Prisca Dorcas Mojica Rodriguez
I have a tattoo on my neck that reads D I V I N A
It is the feminine term for divine, in Spanish. You see, I have chosen to affirm my greatness through my body, and I consider this tattoo a proclamation to myself and an affirmation to my female ancestors. I love this tattoo because it is an indicator for outsiders to know who they are dealing with, when they approach me.
Some might say, I hold my head too high.
My perceived pride, is not pride, it is perseverance. But people ask me, ALL the time:
WHY DO YOU THINK SO HIGHLY OF YOURSELF? As if I should not be proud. As if I should simmer down…
But why???? I have parents who maneuvered class mobility with an ease that can only be described as perseverance.
When people made fun of me for not celebrating the Americanized versions of Halloween and Christmas, I had to own that reality or crumble under their snickers. I had to accept my culture.

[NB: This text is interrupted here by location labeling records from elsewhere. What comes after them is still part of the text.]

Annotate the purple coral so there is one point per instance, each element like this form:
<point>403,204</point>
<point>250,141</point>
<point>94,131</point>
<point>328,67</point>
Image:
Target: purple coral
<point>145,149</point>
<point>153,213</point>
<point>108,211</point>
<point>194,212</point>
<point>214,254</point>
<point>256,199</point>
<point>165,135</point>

When people questioned why I wore Goodwill/no-name clothes, instead of brand-name clothes, I had to own that too. I had to accept that we were poor.
When children asked me why I was so tall for a fourth grader, without any knowledge that migration kept me from school for an entire year, I had to own my age. I had to accept that my migration story was written all my face.
I cannot afford to be weak, and I never want to be considered “less than” because I do not see myself as “less than.” Despite outsiders considering my culture, class, and migration status indicators of me being “less than,” I cherish mi tierra natal, my Goodwill clothes were a dream, and my migration means I have an entire family back home who all love me.
So I am not proud, I am simply working hard every day to keep you from erasing me from my story.
So discontinue perpetuating your reductionist ideas of humility onto my Latina immigrant feminism. I do not need it.